Rev. Al Sharpton, who met with Biden in Georgia after his speech, said in a statement that he told the president he delivered “a monumental speech and, although I challenged him for months to come, it was better late than never.” .”
“If the Democrats don’t stand up and support the incumbent Democratic president, it will show that they have betrayed their party and the American people, and that their legacy will be forever tarnished,” Sharpton said.
A number of voting rights groups have issued a letter stating that Biden and Harris should not visit Atlanta without a concrete plan to enact voting rights laws immediately. On Monday, a coalition of voting rights groups in Georgia announced they would not attend events surrounding Biden’s visit.
“We don’t need another speech. We don’t need him to come to Georgia and use us as a prop. What we need is work,” Cliff Albright, co-founder of the Black Voters Matter Fund, told John Berman from DailyExpertNews. on “New Day” Tuesday morning.
Albright said he would like to see the president approach voting rights in the same way he worked to get his bipartisan infrastructure bill passed and personally appeal to senators.
“When he says the next seven days will be historic and critical, he has to sit back completely after giving the speech, having the kind of meetings, to find out from (West Virginia Democratic Sen. Joe) Manchin what exactly it is.” is going to take, and be very direct and powerful — just as powerful as he’s been on infrastructure and a few other things,” Albright said.
Albright added, “It’s no use having 40 years of Senate experience telling us you can’t beat two votes.”
Prominent Georgian leader Stacey Abrams — arguably the Democratic Party’s foremost voting rights attorney after using her 2018 governorship loss to Republican Brian Kemp to raise the issue — did not attend Biden’s speech. After the election, Abrams founded Fair Fight, an organization that advocates for voter protection across the country, and is running again this year.

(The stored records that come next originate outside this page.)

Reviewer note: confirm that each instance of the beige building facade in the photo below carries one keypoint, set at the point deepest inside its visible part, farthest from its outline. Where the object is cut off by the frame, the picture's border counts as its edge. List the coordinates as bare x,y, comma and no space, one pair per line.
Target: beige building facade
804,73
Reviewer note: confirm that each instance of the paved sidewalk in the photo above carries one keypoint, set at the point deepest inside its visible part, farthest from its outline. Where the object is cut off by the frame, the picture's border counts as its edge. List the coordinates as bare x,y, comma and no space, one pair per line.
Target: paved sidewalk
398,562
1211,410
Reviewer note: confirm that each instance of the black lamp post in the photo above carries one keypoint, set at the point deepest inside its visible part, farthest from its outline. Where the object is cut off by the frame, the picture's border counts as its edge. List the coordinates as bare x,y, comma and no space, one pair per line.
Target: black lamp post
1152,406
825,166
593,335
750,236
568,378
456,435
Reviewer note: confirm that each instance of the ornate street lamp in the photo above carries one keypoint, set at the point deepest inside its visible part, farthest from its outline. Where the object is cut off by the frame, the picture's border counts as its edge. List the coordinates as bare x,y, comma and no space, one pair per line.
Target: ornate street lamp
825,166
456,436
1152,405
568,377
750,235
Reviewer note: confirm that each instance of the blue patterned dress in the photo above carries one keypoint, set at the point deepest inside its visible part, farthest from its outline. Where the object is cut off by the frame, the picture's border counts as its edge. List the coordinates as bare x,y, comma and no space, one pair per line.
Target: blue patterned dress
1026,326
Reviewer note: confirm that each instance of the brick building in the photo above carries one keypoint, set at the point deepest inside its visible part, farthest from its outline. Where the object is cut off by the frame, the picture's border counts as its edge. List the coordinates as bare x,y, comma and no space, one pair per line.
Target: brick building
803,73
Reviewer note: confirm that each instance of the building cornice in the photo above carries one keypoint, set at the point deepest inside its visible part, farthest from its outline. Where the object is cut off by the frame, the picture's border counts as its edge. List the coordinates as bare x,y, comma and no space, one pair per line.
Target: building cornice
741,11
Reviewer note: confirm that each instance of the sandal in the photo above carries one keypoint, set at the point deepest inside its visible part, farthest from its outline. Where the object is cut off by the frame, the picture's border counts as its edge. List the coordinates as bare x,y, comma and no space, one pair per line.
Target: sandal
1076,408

The president said Tuesday morning that he had spoken “extensively” with Abrams, and attributed her absence from his upcoming address to a scheduling conflict. He said they maintain “a great relationship”.

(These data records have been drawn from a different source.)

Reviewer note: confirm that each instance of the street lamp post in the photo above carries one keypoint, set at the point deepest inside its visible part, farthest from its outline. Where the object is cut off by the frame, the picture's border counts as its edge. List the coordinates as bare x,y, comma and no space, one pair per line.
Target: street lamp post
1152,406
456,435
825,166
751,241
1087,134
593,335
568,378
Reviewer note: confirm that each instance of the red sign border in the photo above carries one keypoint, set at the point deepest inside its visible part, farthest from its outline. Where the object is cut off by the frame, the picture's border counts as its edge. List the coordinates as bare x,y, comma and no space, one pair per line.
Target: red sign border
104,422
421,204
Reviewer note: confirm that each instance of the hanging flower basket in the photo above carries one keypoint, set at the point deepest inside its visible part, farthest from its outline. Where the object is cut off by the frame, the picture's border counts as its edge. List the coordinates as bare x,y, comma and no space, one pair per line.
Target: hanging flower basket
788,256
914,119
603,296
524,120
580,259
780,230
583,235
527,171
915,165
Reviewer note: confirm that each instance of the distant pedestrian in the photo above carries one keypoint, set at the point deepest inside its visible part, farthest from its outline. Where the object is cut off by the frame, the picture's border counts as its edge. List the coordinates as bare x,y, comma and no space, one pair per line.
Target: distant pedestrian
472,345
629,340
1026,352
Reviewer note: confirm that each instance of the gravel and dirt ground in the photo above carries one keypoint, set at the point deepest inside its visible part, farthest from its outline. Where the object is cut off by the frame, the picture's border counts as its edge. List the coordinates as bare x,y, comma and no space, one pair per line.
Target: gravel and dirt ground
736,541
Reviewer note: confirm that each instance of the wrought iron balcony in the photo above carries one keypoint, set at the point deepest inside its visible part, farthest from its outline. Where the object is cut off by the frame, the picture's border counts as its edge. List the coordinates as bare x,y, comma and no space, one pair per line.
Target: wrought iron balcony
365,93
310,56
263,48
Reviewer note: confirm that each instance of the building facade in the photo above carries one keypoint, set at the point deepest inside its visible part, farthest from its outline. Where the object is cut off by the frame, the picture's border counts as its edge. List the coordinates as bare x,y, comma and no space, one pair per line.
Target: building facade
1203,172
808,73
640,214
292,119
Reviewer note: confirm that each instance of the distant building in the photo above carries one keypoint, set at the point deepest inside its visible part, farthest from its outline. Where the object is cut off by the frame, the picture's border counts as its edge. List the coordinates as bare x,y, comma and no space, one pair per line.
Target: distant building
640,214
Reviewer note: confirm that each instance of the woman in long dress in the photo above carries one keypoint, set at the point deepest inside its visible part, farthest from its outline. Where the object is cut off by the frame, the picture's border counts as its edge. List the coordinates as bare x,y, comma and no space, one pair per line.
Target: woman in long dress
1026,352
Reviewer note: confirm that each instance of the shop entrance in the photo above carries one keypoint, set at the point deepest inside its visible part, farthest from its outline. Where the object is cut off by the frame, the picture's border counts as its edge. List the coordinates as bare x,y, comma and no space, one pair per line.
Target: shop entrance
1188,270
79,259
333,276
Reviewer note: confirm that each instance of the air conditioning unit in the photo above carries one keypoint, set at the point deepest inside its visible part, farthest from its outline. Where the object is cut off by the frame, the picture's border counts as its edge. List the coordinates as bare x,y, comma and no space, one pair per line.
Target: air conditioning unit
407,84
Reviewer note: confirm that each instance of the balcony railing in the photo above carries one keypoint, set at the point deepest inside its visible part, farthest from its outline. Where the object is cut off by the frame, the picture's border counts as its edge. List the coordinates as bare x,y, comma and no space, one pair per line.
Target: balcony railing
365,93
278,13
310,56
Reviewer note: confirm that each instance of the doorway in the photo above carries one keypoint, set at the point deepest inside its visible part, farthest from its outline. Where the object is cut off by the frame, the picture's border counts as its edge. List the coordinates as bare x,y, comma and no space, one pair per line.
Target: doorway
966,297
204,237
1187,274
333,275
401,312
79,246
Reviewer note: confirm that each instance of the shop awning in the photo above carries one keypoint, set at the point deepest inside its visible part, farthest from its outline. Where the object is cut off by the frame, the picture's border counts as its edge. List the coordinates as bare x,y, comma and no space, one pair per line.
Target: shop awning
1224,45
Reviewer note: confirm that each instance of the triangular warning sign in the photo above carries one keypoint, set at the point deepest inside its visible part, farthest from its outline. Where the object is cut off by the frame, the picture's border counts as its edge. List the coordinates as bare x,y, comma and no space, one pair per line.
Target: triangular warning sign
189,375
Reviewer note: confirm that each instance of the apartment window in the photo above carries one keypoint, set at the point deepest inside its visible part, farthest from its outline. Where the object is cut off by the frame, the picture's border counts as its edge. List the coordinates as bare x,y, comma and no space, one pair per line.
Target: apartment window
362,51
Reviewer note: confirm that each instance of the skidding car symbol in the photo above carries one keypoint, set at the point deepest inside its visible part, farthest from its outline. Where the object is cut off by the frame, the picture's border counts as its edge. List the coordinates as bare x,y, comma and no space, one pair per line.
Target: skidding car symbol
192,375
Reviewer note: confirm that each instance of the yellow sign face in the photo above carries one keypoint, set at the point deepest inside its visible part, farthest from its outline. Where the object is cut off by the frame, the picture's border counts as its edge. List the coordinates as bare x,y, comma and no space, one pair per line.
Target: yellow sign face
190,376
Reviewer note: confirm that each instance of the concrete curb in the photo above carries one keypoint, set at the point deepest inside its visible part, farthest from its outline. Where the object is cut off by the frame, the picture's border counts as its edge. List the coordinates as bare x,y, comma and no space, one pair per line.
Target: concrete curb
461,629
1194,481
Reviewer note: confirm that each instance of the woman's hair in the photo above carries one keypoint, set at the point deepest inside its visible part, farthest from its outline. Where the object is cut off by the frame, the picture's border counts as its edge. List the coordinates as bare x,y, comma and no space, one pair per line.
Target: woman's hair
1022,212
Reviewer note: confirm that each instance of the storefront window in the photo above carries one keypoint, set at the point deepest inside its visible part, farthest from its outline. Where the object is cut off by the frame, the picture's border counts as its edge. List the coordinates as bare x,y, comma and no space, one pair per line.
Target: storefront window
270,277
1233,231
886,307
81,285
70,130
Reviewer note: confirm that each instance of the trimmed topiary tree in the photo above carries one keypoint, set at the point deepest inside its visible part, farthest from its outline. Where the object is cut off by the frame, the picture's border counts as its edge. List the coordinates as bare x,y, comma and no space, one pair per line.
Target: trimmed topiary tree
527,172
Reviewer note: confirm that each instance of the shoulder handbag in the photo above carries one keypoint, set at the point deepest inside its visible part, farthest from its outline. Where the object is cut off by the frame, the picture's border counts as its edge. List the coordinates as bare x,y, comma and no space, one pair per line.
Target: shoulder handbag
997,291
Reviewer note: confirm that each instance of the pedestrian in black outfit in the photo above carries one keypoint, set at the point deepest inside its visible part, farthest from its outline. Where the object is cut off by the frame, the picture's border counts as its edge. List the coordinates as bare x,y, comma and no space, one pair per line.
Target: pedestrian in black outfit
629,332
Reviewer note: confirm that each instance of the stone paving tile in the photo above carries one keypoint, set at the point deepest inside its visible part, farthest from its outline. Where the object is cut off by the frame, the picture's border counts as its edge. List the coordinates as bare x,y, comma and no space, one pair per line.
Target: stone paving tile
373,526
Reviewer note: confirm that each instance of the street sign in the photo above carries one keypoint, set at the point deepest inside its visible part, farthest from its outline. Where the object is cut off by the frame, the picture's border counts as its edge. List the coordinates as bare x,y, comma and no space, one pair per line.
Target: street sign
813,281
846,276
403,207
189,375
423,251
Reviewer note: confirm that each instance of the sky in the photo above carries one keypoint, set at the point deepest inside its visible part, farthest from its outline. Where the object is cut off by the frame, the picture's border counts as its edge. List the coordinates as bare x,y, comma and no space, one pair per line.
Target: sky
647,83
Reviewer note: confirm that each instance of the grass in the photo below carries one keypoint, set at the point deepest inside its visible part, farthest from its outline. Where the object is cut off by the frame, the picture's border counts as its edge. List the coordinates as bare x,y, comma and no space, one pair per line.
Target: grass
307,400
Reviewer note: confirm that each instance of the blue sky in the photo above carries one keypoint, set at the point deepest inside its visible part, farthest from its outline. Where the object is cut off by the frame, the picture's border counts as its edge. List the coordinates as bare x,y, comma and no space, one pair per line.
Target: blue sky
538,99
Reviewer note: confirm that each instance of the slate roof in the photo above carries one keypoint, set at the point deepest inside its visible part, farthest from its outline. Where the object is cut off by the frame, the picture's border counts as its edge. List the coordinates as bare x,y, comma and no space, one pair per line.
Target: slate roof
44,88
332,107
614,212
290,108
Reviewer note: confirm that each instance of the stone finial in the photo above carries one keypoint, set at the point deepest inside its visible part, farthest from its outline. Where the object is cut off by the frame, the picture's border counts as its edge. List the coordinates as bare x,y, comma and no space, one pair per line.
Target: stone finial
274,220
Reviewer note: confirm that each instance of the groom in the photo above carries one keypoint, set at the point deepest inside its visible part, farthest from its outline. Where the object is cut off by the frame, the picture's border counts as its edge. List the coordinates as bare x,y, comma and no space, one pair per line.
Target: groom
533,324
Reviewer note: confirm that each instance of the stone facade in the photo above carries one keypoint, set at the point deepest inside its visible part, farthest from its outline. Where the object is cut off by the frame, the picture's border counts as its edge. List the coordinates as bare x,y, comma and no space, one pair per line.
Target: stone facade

“We are all on the same page and everything is fine,” he said.
After Biden’s speech, Abrams released a statement praising the president and vice president and saying they “reaffirmed today their commitment to restoring the Senate to protect our democracy.”
Abrams also nodded to the voting rights activists who said they would not attend the event in protest because they wanted action, not speeches.
“Georgian activists have joined the fight to protect the freedom to vote across the country, while at the same time carrying out a fundamental extension of power to a diverse electorate in our state. They have killed hundreds of thousands of Georgians, especially voters of color. , registered, engaged and inspired to exercise their electoral power, resulting in a political transformation of our state,” she said.
Jana Morgan, the director of Declaration for American Democracy, told DailyExpertNews she is “cautiously optimistic” about Biden’s speech, but sees it as a first step.
“We will be watching closely to make sure these comments are followed up,” Morgan said. She leads a coalition of organizations working for the right to vote.
Morgan said she wants the president to personally call on senators to get the voting rights legislation passed.
“He’s said this is the biggest test for our country since the Civil War, and I think he’s right because American democracy is under attack. So we wanted those strong words to be turned into action,” Morgan said.
White House press secretary Jen Psaki told reporters on his way to Georgia on Tuesday that Biden shares his own frustrations with voting rights activists over the deadlock over voting rights.
“He shares a desire to get this done. He shares their frustration that it isn’t done yet,” Psaki said.
This story has been updated with additional reporting.
Kevin Liptak, Dan Merica, Fredreka Schouten, Betsy Klein, Jasmine Wright, Dan Merica and Sam Fossum of DailyExpertNews contributed to this report.